One thing to note, the *new_frame object is freed from the calling method.

The Java side is simple:

@Override
public void ImagePreview(String metaData) {

    // parse metaData

    byte[] image = C_Wrapper.Get_Image(cameraId);

    // do something with data
}

I've rearranged the logic several times with no luck.
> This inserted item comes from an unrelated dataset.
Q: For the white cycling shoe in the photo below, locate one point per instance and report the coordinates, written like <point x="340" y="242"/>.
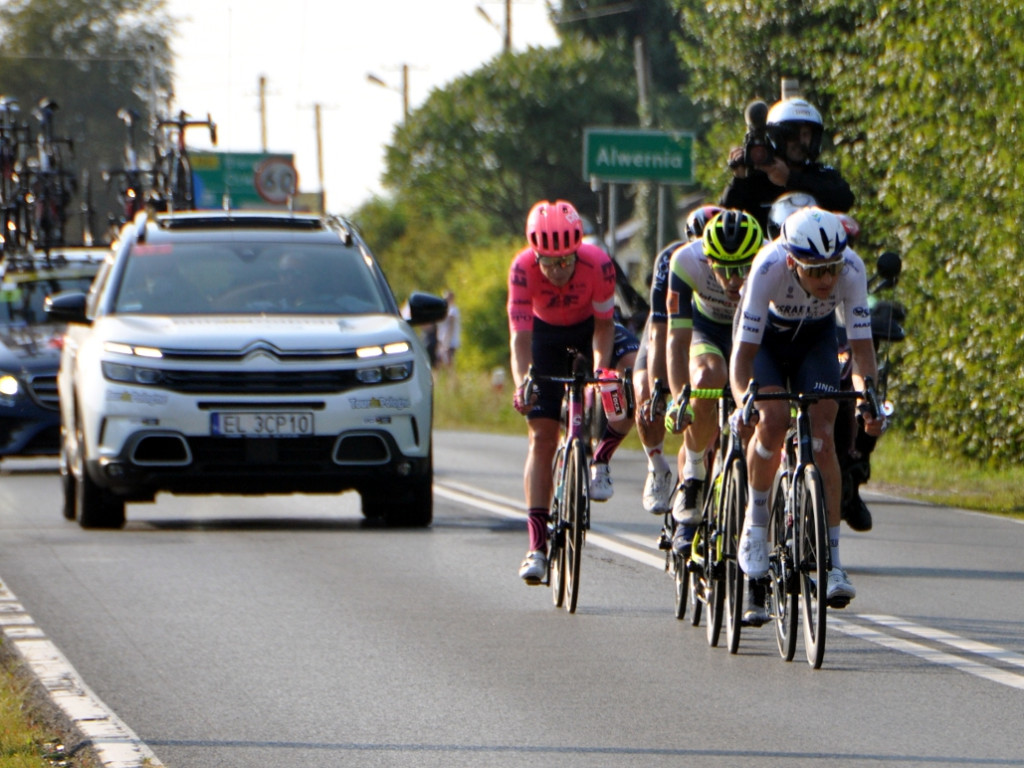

No matter what I do, whenever the JNI portion is in play, there's a severe memory leak.


Solution

  • It's not a memory leak, you're just allocating memory faster than the Java garbage collector can free it. Assuming 1080p@60 with 16bpp, that is 250 MB/s. C can handle it because very probably malloc will give you back the buffer you just freed if the sizes are equal.

    You should stop calling NewByteArray for every invocation of Get_Image. Instead, keep a fixed-size pool of byte[] objects around and change Get_Image to take a buffer from the pool. You will also need to return the buffer to the pool when your Java code is done with it. Depending on what your Java code does with the image, you could also investigate using direct ByteBuffers instead: you can write directly to these from C instead of calling memcpy.

    That will cap your memory roofline to your number of buffers. Keep in mind the possibility that no buffers are currently available when you call Get_Image and figure out a strategy for dealing with it.